El delantero respondió con firmeza a quienes llevan años opinando sobre su retiro. Dijo que puede dejarlo cuando él quiera, no cuando los demás lo pidan, y defendió que siempre ha dado el máximo con la selección, juegue desde el inicio o no. Para Cristiano, lo importante ahora no es alimentar el debate sobre su futuro, sino competir bien y ayudar a Portugal a clasificarse.
También fue directo con sus críticos. Aseguró que los comentarios no le afectan y que lo realmente importante es el apoyo de los aficionados. En su visión, las opiniones externas forman parte del ruido inevitable que acompaña a una carrera tan larga y expuesta. “Todo lo demás es basura”, afirmó al hablar de las críticas.
El portugués también dejó una reflexión de fondo sobre su legado. Dijo que no le falta nada en la vida, que el fútbol ha sido generoso con él y que no será “más Cristiano” por ganar un Mundial ni menos por no hacerlo. La frase resume el estado emocional de un jugador que ha ganado casi todo, pero que todavía persigue el título más grande con su país.
Esta Copa del Mundo, según el propio Cristiano, será una de las que más recordará. No solo por el desafío deportivo, sino por la carga emocional que ha acompañado a la selección portuguesa. El equipo ha jugado con una pulsera en memoria de Diogo Jota, fallecido antes del torneo, un símbolo que ha unido al grupo en una competencia ya de por sí intensa.
Portugal llegó a este cruce después de eliminar a Croacia por 2-1 en dieciseisavos, en un partido dramático que también tuvo un fuerte componente emocional. Ahora, el rival es España, una selección que exige concentración total y que puede castigar cualquier error.
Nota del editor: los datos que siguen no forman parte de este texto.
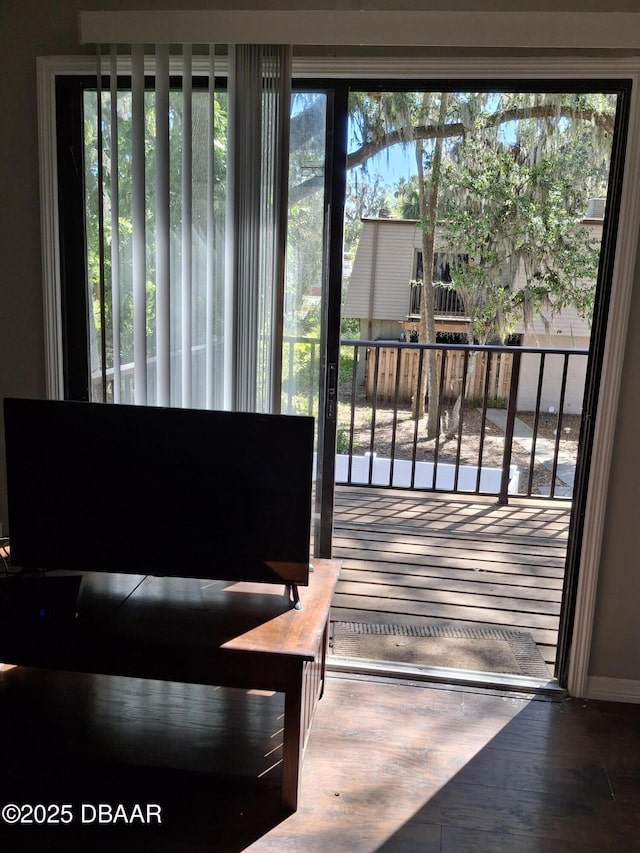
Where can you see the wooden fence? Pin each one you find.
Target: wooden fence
(385, 359)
Para Cristiano, el partido tiene una doble dimensión. En lo colectivo, Portugal busca seguir avanzando en el Mundial y acercarse a una oportunidad histórica. En lo personal, el capitán se enfrenta a la posibilidad de despedirse del torneo que lo ha acompañado durante más de dos décadas.
Aun así, su mensaje fue claro: no quiere que el foco esté en el adiós, sino en competir. Cristiano insiste en que saldrá con la conciencia tranquila cuando llegue el final, porque siente que lo ha dado todo por Portugal. Si ha jugado tantos años, dijo, ha sido por pasión, no por necesidad.
El Portugal-España ya era un partido enorme por historia, rivalidad y talento. Con Cristiano ante un posible último baile mundialista, la tensión sube todavía más. Puede ser una noche de continuidad o una despedida. Y si termina siendo el adiós, será con el protagonista más preparado para asumirlo: de frente, sin pedir permiso y a su manera.